Oltre le mura/33 - Benevento 'location di periferia' Cultura

“A molti - scrisse sconfortato Oscar Wilde - basta una maschera sul volto a Carnevale per credersi dame e signori”. Totò, invece, guardandosi intorno si divertiva: “La gente che maschera i propri difetti mi fa ridere tutto l’anno, al punto che solamente i cimiteri mi sembrano un… mortorio”. Ma, oltre a certe persone, pure qualche città indossa una maschera d’apparenza, Benevento per esempio, mentre c’è in Italia chi non si accontenta di risate e coriandoli e, ricordando il detto antico che ogni scherzo ‘vale’, prova a sperimentare quanto possa valere in termini economici e culturali un Carnevale. Qualche piccolo borgo s’è già fatto i conti e ha rinunciato alle processioni di figuranti in falsi costumi d’epoca, alle caricature pacchiane dei politici e perfino alle ragazze in bella vista sui carri. L’idea nuova è spendere meno e guadagnare in vari settori investendo su potenzialità trascurate. Oggi ci si affida soprattutto all’intraprendenza di giovani con idee innovative.

Benevento non è un borgo, ma purtroppo neppure un centro di sperimentazione e produzione di cultura. Il suo patrimonio culturale resta improduttivo anche se surclassa quello dei tanti piccoli centri che per la scarsa consistenza del materiale disponibile ripetono ogni anno le stesse manifestazioni carnevalesche. Ronciglione, in provincia di Viterbo, rievoca a Carnevale la cinquecentesca Cavalcata di Ussari della sua storia antica, una corsa di soldati per le strade, visivamente attraente per migliaia di turisti ma senza arricchimenti o variazioni. A Cento, in Romagna, ogni anno declamano in piazza il Testamento di Tasi, un signorotto che si divertì a spiattellare i vizi segreti dei suoi concittadini, i quali da due secoli continuano a bruciare il suo pupazzo su un rogo durante il loro Carnevale gemellato addirittura col celeberrimo Carnevale di Rio. Sarebbero iniziative di mero interesse locale senza una politica capace di elevarle sul piano internazionale.

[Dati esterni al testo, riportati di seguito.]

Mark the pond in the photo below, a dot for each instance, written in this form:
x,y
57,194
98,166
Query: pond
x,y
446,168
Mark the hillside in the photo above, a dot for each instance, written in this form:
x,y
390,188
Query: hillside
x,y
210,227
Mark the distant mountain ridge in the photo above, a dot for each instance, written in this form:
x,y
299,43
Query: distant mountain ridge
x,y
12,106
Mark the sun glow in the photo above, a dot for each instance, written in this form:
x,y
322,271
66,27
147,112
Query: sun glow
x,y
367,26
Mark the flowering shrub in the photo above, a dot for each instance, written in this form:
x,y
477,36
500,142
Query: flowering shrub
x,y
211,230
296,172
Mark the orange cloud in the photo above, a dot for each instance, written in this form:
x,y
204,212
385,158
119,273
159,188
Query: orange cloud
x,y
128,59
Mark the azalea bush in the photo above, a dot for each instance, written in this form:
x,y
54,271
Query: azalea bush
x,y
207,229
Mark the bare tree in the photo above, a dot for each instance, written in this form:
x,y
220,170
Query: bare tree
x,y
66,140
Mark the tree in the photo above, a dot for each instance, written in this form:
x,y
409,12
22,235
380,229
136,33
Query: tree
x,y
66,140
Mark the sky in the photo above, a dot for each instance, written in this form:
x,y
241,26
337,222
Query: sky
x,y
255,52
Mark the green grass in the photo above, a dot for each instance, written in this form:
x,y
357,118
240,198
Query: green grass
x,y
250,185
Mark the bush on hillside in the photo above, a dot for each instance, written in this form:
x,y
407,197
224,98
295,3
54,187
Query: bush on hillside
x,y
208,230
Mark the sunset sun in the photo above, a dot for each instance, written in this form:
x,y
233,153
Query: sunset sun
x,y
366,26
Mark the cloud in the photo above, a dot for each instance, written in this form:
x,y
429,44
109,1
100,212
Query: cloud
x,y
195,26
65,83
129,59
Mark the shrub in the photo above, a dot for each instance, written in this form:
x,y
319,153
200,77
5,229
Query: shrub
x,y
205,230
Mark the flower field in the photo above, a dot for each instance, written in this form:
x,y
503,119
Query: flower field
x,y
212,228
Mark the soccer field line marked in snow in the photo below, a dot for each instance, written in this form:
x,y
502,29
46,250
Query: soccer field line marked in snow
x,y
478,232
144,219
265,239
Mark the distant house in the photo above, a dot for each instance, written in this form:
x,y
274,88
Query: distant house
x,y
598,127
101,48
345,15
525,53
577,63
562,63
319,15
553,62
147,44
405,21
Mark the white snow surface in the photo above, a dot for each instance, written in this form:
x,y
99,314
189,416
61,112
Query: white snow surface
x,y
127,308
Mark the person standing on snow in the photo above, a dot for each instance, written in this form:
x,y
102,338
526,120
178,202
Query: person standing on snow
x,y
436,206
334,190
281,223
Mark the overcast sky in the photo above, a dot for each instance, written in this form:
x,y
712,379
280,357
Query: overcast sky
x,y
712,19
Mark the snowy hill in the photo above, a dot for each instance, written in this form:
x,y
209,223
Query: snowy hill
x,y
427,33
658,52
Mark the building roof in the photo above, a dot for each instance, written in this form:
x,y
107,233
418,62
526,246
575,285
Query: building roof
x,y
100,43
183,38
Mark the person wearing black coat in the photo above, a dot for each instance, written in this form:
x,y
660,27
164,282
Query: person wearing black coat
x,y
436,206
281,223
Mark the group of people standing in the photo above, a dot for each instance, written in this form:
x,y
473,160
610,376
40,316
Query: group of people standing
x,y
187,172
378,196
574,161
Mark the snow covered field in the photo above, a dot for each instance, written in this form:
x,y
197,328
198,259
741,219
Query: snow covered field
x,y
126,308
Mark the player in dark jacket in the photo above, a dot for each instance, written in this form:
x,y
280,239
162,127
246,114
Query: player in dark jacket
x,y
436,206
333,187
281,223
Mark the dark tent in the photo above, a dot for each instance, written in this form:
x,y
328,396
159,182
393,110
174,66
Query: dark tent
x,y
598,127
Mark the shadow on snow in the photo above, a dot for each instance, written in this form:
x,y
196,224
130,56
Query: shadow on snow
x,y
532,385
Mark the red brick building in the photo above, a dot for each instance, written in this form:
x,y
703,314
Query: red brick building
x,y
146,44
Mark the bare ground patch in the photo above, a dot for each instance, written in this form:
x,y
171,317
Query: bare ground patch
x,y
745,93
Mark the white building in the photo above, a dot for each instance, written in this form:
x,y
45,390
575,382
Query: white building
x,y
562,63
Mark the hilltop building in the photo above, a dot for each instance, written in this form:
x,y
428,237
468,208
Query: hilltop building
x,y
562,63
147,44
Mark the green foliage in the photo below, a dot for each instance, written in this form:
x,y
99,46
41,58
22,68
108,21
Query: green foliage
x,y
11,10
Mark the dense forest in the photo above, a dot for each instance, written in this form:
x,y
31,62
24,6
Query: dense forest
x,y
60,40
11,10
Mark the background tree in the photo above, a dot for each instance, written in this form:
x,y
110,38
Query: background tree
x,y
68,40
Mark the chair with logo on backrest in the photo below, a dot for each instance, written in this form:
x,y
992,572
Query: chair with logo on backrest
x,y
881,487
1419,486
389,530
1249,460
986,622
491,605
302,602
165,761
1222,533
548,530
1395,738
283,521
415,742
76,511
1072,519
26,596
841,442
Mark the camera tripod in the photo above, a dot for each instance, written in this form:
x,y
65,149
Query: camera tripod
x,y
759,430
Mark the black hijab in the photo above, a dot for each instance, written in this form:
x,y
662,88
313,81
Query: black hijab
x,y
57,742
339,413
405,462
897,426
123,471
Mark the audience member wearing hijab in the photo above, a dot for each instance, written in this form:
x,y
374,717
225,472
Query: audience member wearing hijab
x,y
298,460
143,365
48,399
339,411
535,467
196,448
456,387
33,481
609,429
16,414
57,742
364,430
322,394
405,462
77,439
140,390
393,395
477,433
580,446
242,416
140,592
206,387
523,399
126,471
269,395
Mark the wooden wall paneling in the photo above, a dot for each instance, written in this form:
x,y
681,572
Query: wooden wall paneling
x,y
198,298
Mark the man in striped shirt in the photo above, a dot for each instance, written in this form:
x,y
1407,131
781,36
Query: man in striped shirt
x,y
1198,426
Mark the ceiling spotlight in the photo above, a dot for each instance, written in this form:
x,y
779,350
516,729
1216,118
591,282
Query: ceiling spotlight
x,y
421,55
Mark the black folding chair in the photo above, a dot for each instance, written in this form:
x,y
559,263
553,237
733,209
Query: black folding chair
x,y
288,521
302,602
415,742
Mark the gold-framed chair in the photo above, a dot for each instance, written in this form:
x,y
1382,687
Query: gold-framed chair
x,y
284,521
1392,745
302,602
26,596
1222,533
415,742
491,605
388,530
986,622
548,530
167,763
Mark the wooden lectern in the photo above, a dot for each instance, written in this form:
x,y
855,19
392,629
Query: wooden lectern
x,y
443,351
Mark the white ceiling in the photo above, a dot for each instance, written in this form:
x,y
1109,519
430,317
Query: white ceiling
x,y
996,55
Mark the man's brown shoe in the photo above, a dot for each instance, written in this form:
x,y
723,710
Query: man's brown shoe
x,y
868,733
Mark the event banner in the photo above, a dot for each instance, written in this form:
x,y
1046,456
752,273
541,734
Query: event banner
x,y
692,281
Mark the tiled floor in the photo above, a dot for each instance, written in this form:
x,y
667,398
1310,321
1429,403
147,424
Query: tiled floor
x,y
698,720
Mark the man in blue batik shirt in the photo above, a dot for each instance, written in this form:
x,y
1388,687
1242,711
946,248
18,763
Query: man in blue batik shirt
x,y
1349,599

Benevento potrebbe progettare novità in continuazione, produrre cultura di qualità con un proprio marchio, esportarla traendone un tornaconto. A disposizione ha una quantità di materiali, architetture e opere d’arte, figure storiche e documenti, oggetti, testimonianze. Sono frammenti di una identità affascinante costruita in secoli ormai lontani, materiali pronti per ricavarne magari sceneggiature inedite per cinema e teatro. Ma nessuno ci prova. Pretende in prestito mostre di grande spessore ma non offre nulla in cambio. “La sua città è una location periferica che terrò presente” mi promise, bontà sua, a Milano il managing director di una Casa d’Aste d’Antiquariato. Una ‘location’ di periferia! Questa l’immagine che Benevento diffonde di sé.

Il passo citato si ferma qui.